Überfischung der Weltmeere weiter erlaubt

■ EU-Fischereiminister wollen Fischfangflotte erhalten, statt sie zu reduzieren

Berlin (taz) – Die europäische Fischfangflotte wird nicht reduziert, sondern darf im Rahmen der erlaubten Fangkapazitäten erneuert und modernisiert werden. Darauf einigten sich in der Nacht zum Dienstag die für Fischerei zuständigen EU-Minister in Brüssel. Bundeslandwirtschaftsminister Karl-Heinz Funke zeigte sich mit diesem Ergebnis sehr zufrieden, regierungsunabhängige Organisationen äußerten Kritik. Sie befürchten, das die wegen der massiven Überfischung der Weltmeere notwendige Reduzierung der Flotte damit konterkariert wird.

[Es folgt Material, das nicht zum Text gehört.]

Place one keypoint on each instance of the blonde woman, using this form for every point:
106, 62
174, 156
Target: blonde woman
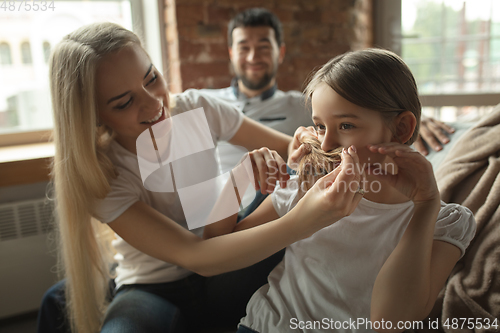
105, 93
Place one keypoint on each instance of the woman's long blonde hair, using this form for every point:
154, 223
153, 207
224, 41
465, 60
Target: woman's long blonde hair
81, 172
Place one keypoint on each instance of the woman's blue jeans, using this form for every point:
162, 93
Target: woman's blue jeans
192, 304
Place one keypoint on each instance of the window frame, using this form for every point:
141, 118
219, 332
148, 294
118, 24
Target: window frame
387, 35
151, 32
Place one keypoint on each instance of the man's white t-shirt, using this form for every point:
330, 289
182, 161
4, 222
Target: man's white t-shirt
328, 278
133, 265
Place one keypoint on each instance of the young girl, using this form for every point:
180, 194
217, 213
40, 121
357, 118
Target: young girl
105, 93
385, 263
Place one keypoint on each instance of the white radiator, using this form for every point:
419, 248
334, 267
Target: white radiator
27, 257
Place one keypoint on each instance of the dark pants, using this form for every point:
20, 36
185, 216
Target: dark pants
187, 305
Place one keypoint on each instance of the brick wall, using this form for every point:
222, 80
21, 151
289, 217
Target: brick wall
314, 31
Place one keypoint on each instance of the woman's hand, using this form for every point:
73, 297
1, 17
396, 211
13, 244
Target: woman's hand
297, 149
267, 168
335, 195
415, 177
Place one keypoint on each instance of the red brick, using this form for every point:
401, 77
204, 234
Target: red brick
316, 33
188, 49
219, 51
308, 16
193, 71
194, 2
220, 15
285, 15
288, 4
189, 15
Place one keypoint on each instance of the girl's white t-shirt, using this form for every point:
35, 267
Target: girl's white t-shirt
327, 279
133, 265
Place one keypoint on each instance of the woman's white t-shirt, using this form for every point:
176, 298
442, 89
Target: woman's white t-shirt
133, 265
327, 279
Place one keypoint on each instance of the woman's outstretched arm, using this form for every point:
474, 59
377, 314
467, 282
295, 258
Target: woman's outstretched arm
160, 237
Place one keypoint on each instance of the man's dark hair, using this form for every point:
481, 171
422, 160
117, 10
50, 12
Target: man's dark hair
255, 17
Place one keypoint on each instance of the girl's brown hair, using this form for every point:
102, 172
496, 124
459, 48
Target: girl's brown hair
375, 79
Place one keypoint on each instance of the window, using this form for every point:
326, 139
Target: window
26, 53
5, 58
24, 90
452, 48
46, 51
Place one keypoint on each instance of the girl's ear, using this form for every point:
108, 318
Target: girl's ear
404, 124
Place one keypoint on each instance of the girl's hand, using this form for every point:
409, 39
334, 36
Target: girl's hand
267, 168
335, 195
297, 149
415, 178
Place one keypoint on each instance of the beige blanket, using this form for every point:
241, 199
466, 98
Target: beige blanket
470, 176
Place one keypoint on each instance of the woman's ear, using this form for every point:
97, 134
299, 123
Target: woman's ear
404, 125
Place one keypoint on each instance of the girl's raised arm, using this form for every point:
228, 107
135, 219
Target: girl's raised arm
410, 280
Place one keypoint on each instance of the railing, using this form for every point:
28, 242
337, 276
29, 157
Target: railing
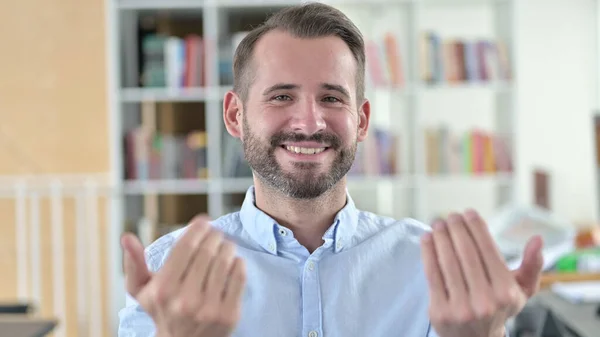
60, 205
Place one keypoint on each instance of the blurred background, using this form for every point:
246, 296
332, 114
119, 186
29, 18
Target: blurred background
111, 121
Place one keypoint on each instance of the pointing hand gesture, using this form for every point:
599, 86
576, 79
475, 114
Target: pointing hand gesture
472, 291
198, 290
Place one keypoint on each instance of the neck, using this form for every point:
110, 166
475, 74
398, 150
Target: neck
308, 219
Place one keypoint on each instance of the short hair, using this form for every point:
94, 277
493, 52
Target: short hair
309, 20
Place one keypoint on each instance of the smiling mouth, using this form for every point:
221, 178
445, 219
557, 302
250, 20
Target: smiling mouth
304, 150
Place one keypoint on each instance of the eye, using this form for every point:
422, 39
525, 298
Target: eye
331, 99
282, 98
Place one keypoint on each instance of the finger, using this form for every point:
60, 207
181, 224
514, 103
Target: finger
219, 270
235, 287
448, 262
191, 290
184, 251
530, 272
137, 274
492, 258
437, 289
471, 264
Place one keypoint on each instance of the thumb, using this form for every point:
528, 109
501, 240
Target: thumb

Die Entscheidungen sind im Rahmen der Diskussion um die Strukturpolitik und Gesamtförderung des Fischereisektors ab 2000 gefallen. Der deutsche Fischereiverband begrüßte die Entscheidungen: „Wir haben eine museumsreife Flotte, die dringend einer Erneuerung bedarf“, sagte ein Sprecher des Verbandes. Für den Neubau eines Schiffes mussten nach seinen Angaben im Rahmen des Flottenreduzierungsprogrammes der EU bisher 1,3 Einheiten aus dem Verkehr gezogen werden. Jetzt können die Schiffe wieder im Verhältnis 1:1 ersetzt werden. Eine Modernisierung alter Schiffe darf nach der neuen Regelung nicht die vorgeschriebenen Kapazitätsgrenzen überschreiten.

„Nach den bisherigen Erfahrungen geht das nicht, eine Modernisierung beinhaltet immer eine Kapazitätserhöhung, es können also mehr Fische gefangen werden“, sagte Beatrice Gorez von der Koalition für gerechte Fischereiabkommen (CFFA), in der sich europaweit Umwelt- und Entwicklungsorganisationen gegen Überfischung einsetzen. Modernisierungen der EU-Flotte, die vor Westafrika fischt, habe durchschnittlich zu 14 Prozent Kapazitätserhöhungen im Jahr geführt. Die Handelsexpertin der Entwicklungsorganisation Germanwatch; Martina Schaub, bezeichnete die Entscheidung als einen Skandal.

Die Welternährungsorganisation FAO stuft mittlerweile 70 Prozent der kommerziellen Fischbestände als erschöpft oder überfischt ein. 29 Millionen Tonnen des Fischfangs werden laut Greenpeace zu Fischmehl und-öl für Tierfutter verarbeitet. Damit werden nicht nur Hühner, sondern auch Lachse und Krabben gefüttert. Auf Krabbenfarmen können 15 Tonnen Futter auf eine Tonne Krabben kommen. Rund 185.000 Tonnen Frostfisch gehen jährlich in Deutschland in Fischstäbchen, Schlemmerfilets und Gourmetstücke.

Die Europäische Union hat eine der größten Fischfangflotten der Erde. Die Bundesrepublik importiert 80 Prozent ihres Fischbedarfs, die eigene Flotte, hat aber nur 13 hochseetüchtige Fahrzeuge.